Hüsnü Yıldız sanat sokağı açlık grevi çadırı Tunceli. Postacı beliriyor çadırımızın önünde Ercan yıldız T tipi Hapishanesi’nden devrimci tutsağın mektubu çadır adresli geliyor. Gülümsüyoruz moralimiz artıyor. Çadırımız kabul görmüş. Sevgili Ercan’ın dayanışma mektubunu bir çırpıda okuyup özgür yarınlarda buluşmak üzere diyoruz. İlginçlik devam ediyor çadırımıza gelen sivil polis çadırımızdaki arkadaşlardan birine savcılık soruşturma kâğıdını uzatıyor 33 soruşturma açılmış hakkında. Derya gülüşler uçuruyoruz hep birlikte.
Dün gece dersim üç fidanını daha kök salmak üzere toprağın koynuna bırakıyor. Bulutlar simsiyah akıyor dersim dağlarından ovacık ovaları üç yeni renk katıyor güzelligine.
Hollanda’dan bizi TV de görüp daha sonra torunlarıyla beraber bir amca elinde bir buket çiçekle ziyarete geliyorlar. Amca ve torunları sıcacık kucaklıyorlar bizleri. Benimde kızım bu dağların kardelenlerinden diyor.

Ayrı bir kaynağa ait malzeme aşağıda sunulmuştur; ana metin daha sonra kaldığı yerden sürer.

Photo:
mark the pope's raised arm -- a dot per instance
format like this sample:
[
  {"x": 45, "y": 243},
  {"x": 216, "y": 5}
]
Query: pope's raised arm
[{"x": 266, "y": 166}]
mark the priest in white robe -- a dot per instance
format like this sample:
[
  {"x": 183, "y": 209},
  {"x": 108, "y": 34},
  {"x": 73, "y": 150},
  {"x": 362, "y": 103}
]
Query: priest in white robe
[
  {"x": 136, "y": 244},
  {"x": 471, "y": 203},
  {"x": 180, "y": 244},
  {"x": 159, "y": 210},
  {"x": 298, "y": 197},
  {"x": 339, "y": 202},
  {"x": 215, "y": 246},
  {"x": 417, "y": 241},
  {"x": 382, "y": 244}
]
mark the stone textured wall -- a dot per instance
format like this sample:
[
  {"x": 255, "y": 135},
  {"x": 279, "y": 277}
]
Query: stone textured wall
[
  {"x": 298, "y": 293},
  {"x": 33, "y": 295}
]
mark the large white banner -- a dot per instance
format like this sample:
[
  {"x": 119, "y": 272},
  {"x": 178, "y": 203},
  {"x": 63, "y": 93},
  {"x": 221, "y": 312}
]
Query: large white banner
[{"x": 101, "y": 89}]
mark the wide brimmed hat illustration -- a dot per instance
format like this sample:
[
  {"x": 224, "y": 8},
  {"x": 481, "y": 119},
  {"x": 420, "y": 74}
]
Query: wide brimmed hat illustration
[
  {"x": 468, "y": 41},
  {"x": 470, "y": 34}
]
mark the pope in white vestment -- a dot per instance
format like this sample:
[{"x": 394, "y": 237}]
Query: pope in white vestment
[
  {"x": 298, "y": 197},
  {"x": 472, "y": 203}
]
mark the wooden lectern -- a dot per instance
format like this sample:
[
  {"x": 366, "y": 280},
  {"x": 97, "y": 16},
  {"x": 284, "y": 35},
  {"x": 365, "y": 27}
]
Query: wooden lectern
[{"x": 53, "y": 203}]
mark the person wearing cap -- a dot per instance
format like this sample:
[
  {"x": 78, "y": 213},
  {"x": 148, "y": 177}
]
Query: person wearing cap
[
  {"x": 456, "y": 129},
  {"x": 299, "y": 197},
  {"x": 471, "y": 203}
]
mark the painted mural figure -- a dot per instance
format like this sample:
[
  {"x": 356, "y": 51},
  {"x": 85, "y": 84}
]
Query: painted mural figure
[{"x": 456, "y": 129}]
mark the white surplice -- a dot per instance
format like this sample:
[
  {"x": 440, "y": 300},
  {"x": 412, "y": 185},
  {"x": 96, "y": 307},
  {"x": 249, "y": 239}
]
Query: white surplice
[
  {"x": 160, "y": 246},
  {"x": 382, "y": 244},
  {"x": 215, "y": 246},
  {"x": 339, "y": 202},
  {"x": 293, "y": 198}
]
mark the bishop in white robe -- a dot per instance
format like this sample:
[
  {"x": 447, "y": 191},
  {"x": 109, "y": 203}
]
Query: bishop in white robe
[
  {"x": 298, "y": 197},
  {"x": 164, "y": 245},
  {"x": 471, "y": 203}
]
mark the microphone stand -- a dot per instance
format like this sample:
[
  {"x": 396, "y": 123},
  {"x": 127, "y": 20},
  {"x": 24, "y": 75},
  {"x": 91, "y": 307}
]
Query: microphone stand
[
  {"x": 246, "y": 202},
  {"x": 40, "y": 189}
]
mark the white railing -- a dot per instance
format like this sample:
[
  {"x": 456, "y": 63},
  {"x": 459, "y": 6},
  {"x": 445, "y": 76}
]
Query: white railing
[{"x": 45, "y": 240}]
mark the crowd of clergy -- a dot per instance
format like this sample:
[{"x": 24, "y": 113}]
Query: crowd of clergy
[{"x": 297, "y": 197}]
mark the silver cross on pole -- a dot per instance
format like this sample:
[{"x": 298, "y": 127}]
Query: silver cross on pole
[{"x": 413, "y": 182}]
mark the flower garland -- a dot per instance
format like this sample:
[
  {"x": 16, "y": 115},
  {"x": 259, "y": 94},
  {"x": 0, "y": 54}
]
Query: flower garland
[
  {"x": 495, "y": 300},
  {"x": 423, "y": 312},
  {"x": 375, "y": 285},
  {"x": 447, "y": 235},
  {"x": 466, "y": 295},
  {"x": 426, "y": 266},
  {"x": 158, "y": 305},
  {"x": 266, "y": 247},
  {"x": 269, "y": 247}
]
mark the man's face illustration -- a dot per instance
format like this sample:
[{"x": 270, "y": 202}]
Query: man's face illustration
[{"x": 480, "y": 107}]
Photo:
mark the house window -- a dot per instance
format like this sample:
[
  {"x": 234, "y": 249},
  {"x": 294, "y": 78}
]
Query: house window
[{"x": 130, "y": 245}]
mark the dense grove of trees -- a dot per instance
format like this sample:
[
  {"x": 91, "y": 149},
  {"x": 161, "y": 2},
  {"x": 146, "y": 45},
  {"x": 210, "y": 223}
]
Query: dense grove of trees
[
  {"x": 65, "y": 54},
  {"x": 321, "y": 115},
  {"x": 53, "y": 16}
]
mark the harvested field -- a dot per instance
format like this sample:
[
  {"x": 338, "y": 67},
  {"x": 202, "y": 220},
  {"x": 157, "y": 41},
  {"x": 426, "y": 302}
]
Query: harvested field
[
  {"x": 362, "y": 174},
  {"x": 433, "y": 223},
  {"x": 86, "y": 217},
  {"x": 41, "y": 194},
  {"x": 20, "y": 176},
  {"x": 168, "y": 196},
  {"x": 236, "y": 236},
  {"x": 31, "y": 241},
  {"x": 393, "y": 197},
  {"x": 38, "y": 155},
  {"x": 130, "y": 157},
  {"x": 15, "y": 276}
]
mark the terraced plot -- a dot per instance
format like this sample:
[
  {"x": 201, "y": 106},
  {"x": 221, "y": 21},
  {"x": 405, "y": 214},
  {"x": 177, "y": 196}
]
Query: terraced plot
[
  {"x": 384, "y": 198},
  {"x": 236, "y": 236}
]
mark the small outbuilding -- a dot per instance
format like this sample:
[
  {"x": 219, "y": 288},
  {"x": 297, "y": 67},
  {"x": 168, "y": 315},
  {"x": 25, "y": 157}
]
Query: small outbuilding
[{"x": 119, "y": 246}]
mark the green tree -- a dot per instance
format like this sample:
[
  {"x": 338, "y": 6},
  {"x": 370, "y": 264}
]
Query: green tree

Dün arkadaşlar Ovacık’a konser çalışmasına gittiklerinde ovacık belediye başkanına çadırdan da bahsetmişler. Dersim merkeze gelince yanımıza uğrayarak desteklerini sunuyor.
Genç bir kız masamıza geliyor merhaba demeden boğazında zapt edilmez bir hıçkırıkla ağlamaya başlıyor. Aklımız bir anda kalıyor onunla çadırın içine gidiyoruz anlat ne oldu merak ediyoruz. Çok anlamlı değil sorumuz. Burası dersim ve ölümün kimin yakınından geçeceğini bir anlık unutmuşuz. Dünkü şehit olan gerillalardan ikisi akrabam diyor. Bu kez düğüm bizim boğazımızda yuva kuruyor. Kaç kez söyledikte bu sözleri insan alışamıyor onlar bunu tercih ettiler. Şimdi sahiplenme zamanı.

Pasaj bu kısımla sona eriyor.